Admin Level Rights on Staff PCs?

We have admin rights on our staff computers. I don’t *know* of any problems it’s caused, but I’m not in IT. Happy to discuss further if you want!

We provide full local admin rights on our Windows XP computers for staff. The only locked-down computers are the two at the Circ desk, which have local admin rights but are also locked down by running Centurion Technologies’ Drive Shield (so they can do anything they want but it all gets reset on reboot). We did this because the student assistants kept contaminating them with malware. Otherwise the staff are on strict instructions not to install anything, not toolbars, not cute video screen savers, nothing, without seeing me (the systems librarian) first. And they mostly seem to comply – I haven’t had a serious problem in years. I feel that my part of the bargain is to then give them permission to install anything that I know to be benign even if it’s not work-related, like iTunes, etc. My approach is that I’m not interested in policing what they do, just in making sure they don’t out of ignorance ruin their computer, and they appreciate that. I’ve warned them that if they mess up their computer by installing something bad without permission, it might take me a long time to get around to fixing it, and that’s a threat with teeth! Anything else is between them and their supervisor. We are also running the enterprise/corporate editions of Symantec Antivirus and Webroot Antispyware. We’re a relatively small library with 13 total library employees.

Jack Tarver-Mercer U. gives staff admin rights. It makes it much easier to make sure stuff gets updated. I think only a couple of people don’t have rights and its much better that they don’t. Haven’t had any problems that I know of

Library staff a my library have admin rights, and I don’t know of any problems it’s caused. Student worker computers used to grant admin rights to student workers, and some still do, I think, but those computers caused problems pretty regularly for our IT guy.
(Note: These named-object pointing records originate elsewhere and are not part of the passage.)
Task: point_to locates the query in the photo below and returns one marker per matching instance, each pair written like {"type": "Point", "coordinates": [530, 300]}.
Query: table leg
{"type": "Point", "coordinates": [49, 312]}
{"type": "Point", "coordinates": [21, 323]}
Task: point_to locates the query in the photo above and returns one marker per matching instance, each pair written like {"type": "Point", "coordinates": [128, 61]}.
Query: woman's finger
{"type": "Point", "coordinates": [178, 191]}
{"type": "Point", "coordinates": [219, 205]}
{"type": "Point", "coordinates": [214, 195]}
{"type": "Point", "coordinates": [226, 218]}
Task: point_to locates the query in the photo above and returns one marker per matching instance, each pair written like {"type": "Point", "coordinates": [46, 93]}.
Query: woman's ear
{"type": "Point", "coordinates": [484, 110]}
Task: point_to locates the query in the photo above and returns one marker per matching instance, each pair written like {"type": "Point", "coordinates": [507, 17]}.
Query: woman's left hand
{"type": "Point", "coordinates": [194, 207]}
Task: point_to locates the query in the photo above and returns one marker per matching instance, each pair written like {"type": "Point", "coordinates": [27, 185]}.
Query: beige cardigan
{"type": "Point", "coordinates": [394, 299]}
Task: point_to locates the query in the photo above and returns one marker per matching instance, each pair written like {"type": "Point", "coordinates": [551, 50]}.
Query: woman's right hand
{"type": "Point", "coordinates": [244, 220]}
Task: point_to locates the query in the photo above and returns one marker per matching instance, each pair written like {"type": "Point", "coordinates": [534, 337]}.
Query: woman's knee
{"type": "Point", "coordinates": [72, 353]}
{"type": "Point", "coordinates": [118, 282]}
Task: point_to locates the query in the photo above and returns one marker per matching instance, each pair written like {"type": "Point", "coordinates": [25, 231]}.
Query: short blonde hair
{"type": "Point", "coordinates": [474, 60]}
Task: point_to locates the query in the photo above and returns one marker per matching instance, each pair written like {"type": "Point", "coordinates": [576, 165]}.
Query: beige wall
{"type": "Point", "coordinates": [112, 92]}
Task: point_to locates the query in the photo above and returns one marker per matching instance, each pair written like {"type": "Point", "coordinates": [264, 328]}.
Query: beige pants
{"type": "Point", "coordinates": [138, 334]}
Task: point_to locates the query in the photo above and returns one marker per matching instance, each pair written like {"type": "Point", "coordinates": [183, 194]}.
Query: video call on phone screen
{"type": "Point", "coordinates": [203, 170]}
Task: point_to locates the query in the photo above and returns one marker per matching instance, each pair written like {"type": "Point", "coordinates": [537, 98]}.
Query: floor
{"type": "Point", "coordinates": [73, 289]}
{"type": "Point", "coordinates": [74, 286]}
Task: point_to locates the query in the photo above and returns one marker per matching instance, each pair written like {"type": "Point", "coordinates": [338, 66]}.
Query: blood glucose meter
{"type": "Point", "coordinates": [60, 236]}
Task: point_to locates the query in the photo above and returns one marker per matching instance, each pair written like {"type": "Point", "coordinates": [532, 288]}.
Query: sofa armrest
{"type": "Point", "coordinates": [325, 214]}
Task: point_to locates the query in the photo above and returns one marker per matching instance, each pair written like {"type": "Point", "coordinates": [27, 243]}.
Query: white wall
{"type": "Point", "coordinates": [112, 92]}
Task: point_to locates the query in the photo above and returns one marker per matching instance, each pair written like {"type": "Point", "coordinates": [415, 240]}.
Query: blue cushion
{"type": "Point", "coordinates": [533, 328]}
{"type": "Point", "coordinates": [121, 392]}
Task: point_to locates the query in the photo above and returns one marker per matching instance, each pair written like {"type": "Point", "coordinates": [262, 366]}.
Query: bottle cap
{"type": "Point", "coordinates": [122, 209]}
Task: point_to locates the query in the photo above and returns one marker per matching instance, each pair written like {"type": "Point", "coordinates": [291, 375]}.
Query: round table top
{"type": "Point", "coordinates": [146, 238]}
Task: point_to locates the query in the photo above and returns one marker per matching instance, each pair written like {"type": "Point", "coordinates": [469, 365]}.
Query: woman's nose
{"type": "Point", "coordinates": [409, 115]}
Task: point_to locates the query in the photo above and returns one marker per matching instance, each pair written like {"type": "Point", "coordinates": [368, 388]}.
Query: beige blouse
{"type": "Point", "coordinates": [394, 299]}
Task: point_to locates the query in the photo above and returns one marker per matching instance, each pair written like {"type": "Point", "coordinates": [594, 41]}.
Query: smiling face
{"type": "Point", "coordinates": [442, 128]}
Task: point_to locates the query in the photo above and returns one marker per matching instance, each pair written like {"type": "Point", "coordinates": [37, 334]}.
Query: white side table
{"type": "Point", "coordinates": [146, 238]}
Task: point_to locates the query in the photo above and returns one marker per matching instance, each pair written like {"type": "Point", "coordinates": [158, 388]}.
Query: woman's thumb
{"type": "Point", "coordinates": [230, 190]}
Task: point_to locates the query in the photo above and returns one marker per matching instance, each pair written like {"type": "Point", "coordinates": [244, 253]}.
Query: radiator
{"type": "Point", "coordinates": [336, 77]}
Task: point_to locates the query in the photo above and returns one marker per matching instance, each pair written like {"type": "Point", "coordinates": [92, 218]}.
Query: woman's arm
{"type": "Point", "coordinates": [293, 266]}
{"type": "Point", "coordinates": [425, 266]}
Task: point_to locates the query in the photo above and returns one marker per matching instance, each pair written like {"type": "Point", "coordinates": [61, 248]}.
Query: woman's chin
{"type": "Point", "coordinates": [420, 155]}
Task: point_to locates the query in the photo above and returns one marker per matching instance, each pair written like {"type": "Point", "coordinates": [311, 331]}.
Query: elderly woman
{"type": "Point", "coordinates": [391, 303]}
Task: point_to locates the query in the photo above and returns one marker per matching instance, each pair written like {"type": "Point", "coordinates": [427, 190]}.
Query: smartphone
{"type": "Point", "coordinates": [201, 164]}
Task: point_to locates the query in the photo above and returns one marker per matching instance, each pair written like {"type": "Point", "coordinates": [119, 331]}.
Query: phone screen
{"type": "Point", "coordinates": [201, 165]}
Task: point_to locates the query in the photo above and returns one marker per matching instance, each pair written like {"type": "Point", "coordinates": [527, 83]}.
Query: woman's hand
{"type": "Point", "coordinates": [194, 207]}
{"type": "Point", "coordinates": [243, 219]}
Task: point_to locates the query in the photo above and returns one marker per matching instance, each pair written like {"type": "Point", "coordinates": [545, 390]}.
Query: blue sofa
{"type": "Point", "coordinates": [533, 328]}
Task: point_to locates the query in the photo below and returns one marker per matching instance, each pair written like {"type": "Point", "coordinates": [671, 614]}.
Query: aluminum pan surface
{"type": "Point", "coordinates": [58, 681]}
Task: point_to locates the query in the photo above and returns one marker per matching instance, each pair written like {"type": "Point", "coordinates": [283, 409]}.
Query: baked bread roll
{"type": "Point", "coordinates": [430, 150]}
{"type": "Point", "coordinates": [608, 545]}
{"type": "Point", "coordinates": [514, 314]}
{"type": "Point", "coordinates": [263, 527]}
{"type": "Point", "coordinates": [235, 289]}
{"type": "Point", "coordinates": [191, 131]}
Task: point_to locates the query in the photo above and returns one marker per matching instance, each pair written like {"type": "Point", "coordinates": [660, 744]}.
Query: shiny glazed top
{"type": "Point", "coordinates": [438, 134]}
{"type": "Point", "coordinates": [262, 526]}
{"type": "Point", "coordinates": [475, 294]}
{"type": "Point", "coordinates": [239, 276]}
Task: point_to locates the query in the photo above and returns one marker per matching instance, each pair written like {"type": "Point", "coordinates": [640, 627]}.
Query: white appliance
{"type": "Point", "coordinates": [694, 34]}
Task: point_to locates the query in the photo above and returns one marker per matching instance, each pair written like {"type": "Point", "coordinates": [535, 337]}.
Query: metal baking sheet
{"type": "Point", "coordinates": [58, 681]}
At the last place I worked – SWOSU Al Harris Library all staff had super user rights on their own machine – but the ref desk machine was locked down like crazy.

We have our staff computers set up as power users and that seems to allow for most things. We still have to go install software for people in most cases but we are working on using SMS to make that easier because you can elevate the rights of the user for each install.

On the public computers/ref desk/etc. I have them locked down as local user access only because I like the power trip.. So far it’s only caused a few minor problems, such as flash updating and weird USB drive issues. I wouldn’t want to see staff run at that level because it would be a pain.

If you are feeling up to it you can do local admin rights but then use group policy settings to lock down certain things and allow others. It really just depends on what your domain setup is.

We have allowed admin level rights to staff as long as I have been working at the library. It really has not been a problem for us. In fact we find that it is the best way to run Millennium. We also run thin clients and those are of course locked down pretty tight. If you are considering giving staff more freedom, I can say that, at least from my experience, you should not have too many problems.

At the University of Michigan, staff have admin rights on their computers, and the public and reference computers are locked down. Reading the other comments, it sounds like this is pretty common. Like other non-IT commenters, I don’t know if this has caused any problems, but there seems to be no move to make a change.

From a regular person perspective, I will say that I love being able to install toolbars and widgets and software without having to bother our very busy desktop support staff. I think having that level of control is empowering, especially if you want to encourage staff to experiment.

MPOW gives us full rights (or at least full enough that I’ve never been stopped). It’s excellent service and encourages us to use/explore widgets and tools.

MPOW uses a hybrid, I believe. I don’t ask questions, since I’m granted full admin on my machine, as are other “safe” users–i.e.- those with heavy IT backgrounds. I believe most staff are power users.

Here at the State Library of Kansas, most of our staff have full local admin rights. There are a few who only have limited access, but it’s for their own protection and we will install anything they want. To my knowledge there has yet to be a situation where permanent harm has been caused to a computer by this policy. We have a very informal policy about installing software…mostly people just ask if certain software will hurt their machine before they install it.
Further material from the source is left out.